Re: [GIT PULL] adaptive spinning mutexes

Ingo Molnar <mingo@xxxxxxx> · Thu, 15 Jan 2009 00:23:27 +0100

* Andrew Morton <akpm@xxxxxxxxxxxxxxxxxxxx> wrote:

> > I also checked Fedora and it has SCHED_DEBUG=y 
> > in its kernel rpms.
> 
> If all distros set SCHED_DEBUG=y then fine.

95% of the distros and significant majority of the lkml traffic.

And no, we dont generally dont provide knobs for essential performance 
features of core Linux kernel primitives - so the existence of SPIN_OWNER 
in /sys/debug/sched_features is an exception already.

We dont have any knob to switch ticket spinlocks to old-style spinlocks. 
We dont have any knob to switch the page allocator from LIFO to FIFO. We 
dont have any knob to turn off the coalescing of vmas in the MM. We dont 
have any knob to turn the mmap_sem from an rwsem to a mutex to a spinlock.

Why? Beacause such design and implementation details are what make Linux 
Linux, and we stand by those decisions for better or worse. And we do try 
to eliminate as many 'worse' situations as possible, but we dont provide 
knobs galore. We offer flexibility in our willingness to fix any genuine 
performance issues in our source code.

The thing is that apps tend to gravitate towards solutions with the least 
short-term cost. If a super important enterprise app can solve their 
performance problem by either redesigning their broken code, or by turning 
off a feature we have in the kernel in their install scripts (which we 
made so easy to tune via a stable sysctl), guess which variant they will 
chose? Even if they hurt all other apps in the process.

> > note that there's also a performance issue here: we generally _dont 
> > want_ a debug sysctl overhead in the mutex code or in any fastpath for 
> > that matter. So making it depend on SCHED_DEBUG is useful.
> > 
> > sched_feat() features get optimized out at build time when SCHED_DEBUG 
> > is disabled. So it gives us the best of two worlds: the utility of 
> > sysctls in the SCHED_DEBUG=y, and they get compiled out in the 
> > !SCHED_DEBUG case.
> 
> I'm not detecting here a sufficient appreciation of the number of 
> sched-related regressions we've seen in recent years, nor of the 
> difficulty encountered in diagnosing and fixing them.  Let alone the 
> difficulty getting those fixes propagated out a *long* time after the 
> regression was added.

The bugzilla you just dug out in another thread does not seem to apply, so 
i'm not sure what you are referring to.

Regarding historic tendencies, we have numbers like:

                      [v2.6.14]     [v2.6.29]

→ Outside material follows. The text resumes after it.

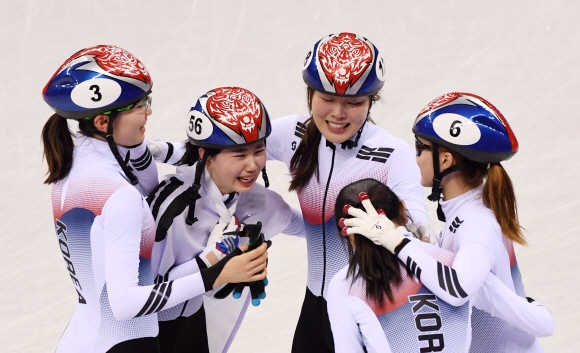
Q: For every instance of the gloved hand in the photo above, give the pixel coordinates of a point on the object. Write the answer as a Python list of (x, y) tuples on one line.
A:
[(223, 239), (371, 224), (257, 290), (166, 152), (424, 232)]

                      Semaphores  | Mutexes
            ----------------------------------------------
                                  | no-spin           spin
                                  |
  [tmpfs]   ops/sec:       50713  |  291038         392865       (+34.9%)
  [ext3]    ops/sec:       45214  |  283291         435674       (+53.7%)

10x performance improvement on ext3, compared to 2.6.14.

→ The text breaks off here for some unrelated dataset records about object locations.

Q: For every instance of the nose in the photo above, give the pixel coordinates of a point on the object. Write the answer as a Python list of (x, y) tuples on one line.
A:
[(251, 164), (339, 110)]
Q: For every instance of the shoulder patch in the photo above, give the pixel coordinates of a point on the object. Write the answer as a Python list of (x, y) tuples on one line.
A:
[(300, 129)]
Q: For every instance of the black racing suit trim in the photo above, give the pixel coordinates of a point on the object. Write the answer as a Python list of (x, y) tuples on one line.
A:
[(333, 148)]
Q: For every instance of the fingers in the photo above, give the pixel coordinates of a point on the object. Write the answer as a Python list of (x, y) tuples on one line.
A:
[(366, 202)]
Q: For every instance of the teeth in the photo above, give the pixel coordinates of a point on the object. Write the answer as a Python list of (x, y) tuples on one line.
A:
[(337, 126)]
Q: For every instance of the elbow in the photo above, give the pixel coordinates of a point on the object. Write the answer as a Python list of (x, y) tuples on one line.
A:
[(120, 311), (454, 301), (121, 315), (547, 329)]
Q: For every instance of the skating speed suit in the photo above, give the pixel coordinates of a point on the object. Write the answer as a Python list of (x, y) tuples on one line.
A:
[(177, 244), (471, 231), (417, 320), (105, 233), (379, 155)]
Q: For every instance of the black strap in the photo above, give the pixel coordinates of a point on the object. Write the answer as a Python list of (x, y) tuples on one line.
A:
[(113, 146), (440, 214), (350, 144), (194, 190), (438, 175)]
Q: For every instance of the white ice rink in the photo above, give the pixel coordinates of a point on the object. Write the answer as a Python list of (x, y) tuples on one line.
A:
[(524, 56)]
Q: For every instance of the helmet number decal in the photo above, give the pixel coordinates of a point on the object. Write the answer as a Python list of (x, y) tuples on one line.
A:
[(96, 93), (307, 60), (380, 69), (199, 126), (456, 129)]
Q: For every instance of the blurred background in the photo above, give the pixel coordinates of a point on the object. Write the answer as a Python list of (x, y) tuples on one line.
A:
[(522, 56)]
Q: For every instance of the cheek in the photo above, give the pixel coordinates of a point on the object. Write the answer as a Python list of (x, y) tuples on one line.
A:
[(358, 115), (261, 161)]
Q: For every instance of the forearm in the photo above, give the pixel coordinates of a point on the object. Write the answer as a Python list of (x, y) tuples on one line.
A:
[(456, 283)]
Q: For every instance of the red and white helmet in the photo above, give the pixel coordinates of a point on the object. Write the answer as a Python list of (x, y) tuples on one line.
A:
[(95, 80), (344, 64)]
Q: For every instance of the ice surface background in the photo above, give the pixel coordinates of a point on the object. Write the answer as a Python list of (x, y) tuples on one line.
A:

I'm sure there will be other numbers that go down - but the thing is, 
we've _never_ been good at finding the worst-possible workload cases 
during development.

> You're taking a whizzy new feature which drastically changes a critical 
> core kernel feature and jamming it into mainline with a vestigial amount 
> of testing coverage without giving sufficient care and thought to the 
> practical lessons which we have learned from doing this in the past.

If you look at the whole existence of /sys/debug/sched_feature you'll see 
how careful we've been about performance regressions. We made it a 
sched_feat() exactly because if a change goes wrong and becomes a step 
backwards then it's a oneliner to turn it default-off.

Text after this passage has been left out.